I’ve read that Bayesian parameter estimation generally uses maximum likelihood estimation to generate the likelihood function. I’m wondering if Stan does this as well?


Neither of those are true. The likelihood function is coded using the distributions in Stan (or your own function). You can do Bayesian estimation via MCMC or maximum likelihood.


Thanks very much for the reply.

I got the idea that the likelihood function is usually created using maximum likelihood estimation from here:

For this depiction let us consider a standard regression coefficient b. Here we have a prior belief about b expressed as a probability distribution. As a preliminary example we will assume perhaps that the distribution is normal, and is centered on some value μb and with some variance σ2b. The likelihood here is the exact same one used in classical statistics- if y is our variable of interest, then the likelihood is p(y|b) as in the standard regression approach using maximum likelihood estimation.

I’d appreciate it if you could tell me where my misunderstanding comes from?

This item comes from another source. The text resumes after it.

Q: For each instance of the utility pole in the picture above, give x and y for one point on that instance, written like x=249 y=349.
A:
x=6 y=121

In addition would you be able to provide a bit more information on how Stan creates the likelihood function (assuming one doesn’t enter their own function)?

Thanks so much!


Users always enter their own likelihood function, although there are dozens to choose from in the Stan language.

What this quote is saying is that in his example, he is using the normal likelihood function for a Bayesian analysis as would be used for maximum likelihood in a frequentist analysis. But it is not correct to say that maximum likelihood estimation creates or generates a likelihood function to be used in a Bayesian analysis; the likelihood function exists before doing either.


Here’s an intuition: Sometimes we talk about MAP estimates: These are the Maximum A Posteriori estimates. It’s a bad name but it refers to have parameter values with the highest posterior probability.

The posterior is proportional to prior * likelihood. If the prior is completely uninformative, then posterior is just proportional to likelihood. In this case, the maximum a posteriori estimates are the values with the maximum likelihood. (Apologies if you know all this already.)

So both methods use the likelihood but they do different things with it. Neither of them owns or creates the likelihood function.